La tristeza de pensar
Ciertamente no es una discusión nueva aquella que asocia el pensamiento con el origen de la tristeza. Acaso lo que haya cambiado de esa discusión sean los argumentos. ¿De dónde proviene la sensación de que pensar es triste? En nuestra tradición, quiero decir la de Occidente, la teoría de los humores, cuyo origen sospechamos pero no conocemos de cierto, es la primera explicación, no moral y por tanto, tampoco religiosa, que se dio de la tristeza.
Desde Hipócrates se hizo notable que la teoría de los humores, que él mismo asentó, empataba, digamos, un macrocosmos con un microcosmos: a los cuatro elementos, los cuatro puntos cardinales, las cuatro condiciones climáticas más frecuentes, las cuatro estaciones las complementaban los cuatro órganos, cuatro líquidos corporales (sangre, pituita o flema, atrabilis o bilis negra, y bilis amarilla), por tanto, cuatro caracteres y cuatro enfermedades del comportamiento.

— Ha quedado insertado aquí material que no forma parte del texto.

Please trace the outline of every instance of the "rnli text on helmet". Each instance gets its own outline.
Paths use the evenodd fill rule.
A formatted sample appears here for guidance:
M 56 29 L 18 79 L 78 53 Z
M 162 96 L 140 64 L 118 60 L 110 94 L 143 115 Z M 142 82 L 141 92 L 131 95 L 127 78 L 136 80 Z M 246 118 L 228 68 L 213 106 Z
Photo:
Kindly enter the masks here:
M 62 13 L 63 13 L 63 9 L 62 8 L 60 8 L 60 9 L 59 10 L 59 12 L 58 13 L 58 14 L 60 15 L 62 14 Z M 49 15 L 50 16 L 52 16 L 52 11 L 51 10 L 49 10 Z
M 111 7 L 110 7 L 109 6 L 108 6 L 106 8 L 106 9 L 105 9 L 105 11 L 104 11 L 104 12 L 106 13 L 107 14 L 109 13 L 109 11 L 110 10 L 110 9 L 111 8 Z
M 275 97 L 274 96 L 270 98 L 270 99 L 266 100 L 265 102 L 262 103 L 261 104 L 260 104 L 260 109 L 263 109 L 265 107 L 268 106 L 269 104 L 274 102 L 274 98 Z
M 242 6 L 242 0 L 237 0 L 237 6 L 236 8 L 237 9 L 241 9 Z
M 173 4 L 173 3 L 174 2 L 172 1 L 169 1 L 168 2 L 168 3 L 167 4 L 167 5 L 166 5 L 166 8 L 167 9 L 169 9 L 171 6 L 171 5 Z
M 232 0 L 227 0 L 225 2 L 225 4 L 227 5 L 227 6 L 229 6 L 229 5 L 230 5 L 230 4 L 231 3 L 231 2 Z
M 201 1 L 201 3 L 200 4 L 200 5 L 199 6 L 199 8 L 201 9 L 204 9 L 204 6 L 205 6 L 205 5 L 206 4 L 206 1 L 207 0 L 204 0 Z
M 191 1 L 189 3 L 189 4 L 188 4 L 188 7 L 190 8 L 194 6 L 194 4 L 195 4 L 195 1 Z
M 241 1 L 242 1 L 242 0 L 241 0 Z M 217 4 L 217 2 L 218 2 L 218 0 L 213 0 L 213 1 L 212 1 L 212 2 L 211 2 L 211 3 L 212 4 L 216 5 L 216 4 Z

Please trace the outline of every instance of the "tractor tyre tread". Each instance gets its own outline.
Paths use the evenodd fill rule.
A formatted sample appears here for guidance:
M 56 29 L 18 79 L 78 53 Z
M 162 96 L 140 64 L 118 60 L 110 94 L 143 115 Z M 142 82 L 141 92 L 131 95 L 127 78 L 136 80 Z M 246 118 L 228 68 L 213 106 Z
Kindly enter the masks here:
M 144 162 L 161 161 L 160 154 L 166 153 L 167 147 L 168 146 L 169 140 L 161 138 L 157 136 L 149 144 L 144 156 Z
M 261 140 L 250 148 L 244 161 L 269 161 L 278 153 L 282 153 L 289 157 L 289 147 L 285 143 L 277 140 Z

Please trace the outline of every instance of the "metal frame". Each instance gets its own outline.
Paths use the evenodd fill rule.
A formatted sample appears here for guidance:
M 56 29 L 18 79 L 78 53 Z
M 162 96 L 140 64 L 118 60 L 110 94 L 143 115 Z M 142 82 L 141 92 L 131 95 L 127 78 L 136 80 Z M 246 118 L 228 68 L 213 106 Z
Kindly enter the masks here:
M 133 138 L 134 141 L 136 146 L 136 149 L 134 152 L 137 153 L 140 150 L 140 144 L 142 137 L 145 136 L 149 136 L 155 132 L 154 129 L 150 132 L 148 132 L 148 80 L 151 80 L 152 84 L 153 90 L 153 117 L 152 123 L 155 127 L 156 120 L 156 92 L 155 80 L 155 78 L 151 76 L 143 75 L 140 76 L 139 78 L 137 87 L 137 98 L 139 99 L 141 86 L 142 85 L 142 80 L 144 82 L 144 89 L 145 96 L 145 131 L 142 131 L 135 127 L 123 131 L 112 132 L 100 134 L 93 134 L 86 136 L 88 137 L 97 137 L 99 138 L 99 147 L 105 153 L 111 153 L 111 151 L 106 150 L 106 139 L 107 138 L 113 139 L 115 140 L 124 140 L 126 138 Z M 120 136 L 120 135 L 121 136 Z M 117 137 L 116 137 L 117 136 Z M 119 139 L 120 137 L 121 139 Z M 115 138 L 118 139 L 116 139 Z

Así, todo parecía ordenado de un modo coherente, y la enfermedad se manifestaba como una sobreabundancia, desajuste o desequilibro de estos elementos.
A partir de este esquema, —que como se puede notar es una interpretación de la naturaleza que tiene consecuencias directas en la visión del cuerpo humano—, se elaboró no sólo una etiología (puramente fisiológica) de las enfermedades mentales, sino también su correspondiente terapéutica, que se basaba en general en restablecer los humores a su equilibrio primigenio. El estado de tristeza crónica en aquella época se llamaba melancolía, que designaba a una sustancia espesa y corrosiva preponderante en el enfermo y que se diagnosticaba “cuando el temor y la tristeza persisten durante mucho tiempo”.[1] Por lo demás, como mencioné, las causas de esta enfermedad estaban vinculadas al ambiente, la dieta, el ejercicio y el reposo. Se era triste por un desorden fisiológico: Werner Jagger demostró, creo que ampliamente,[2] que la medicina helénica era una educación en la que el paciente aprendía a cuidar él mismo su cuerpo según una terapia y un tratamiento dirigido a causas puramente somáticas. ¿Qué se hacía cuando el enfermo no estaba en condiciones de tratarse? Se recurría a las purgas, se le hacía comer eléboro, mandrágora, etcétera.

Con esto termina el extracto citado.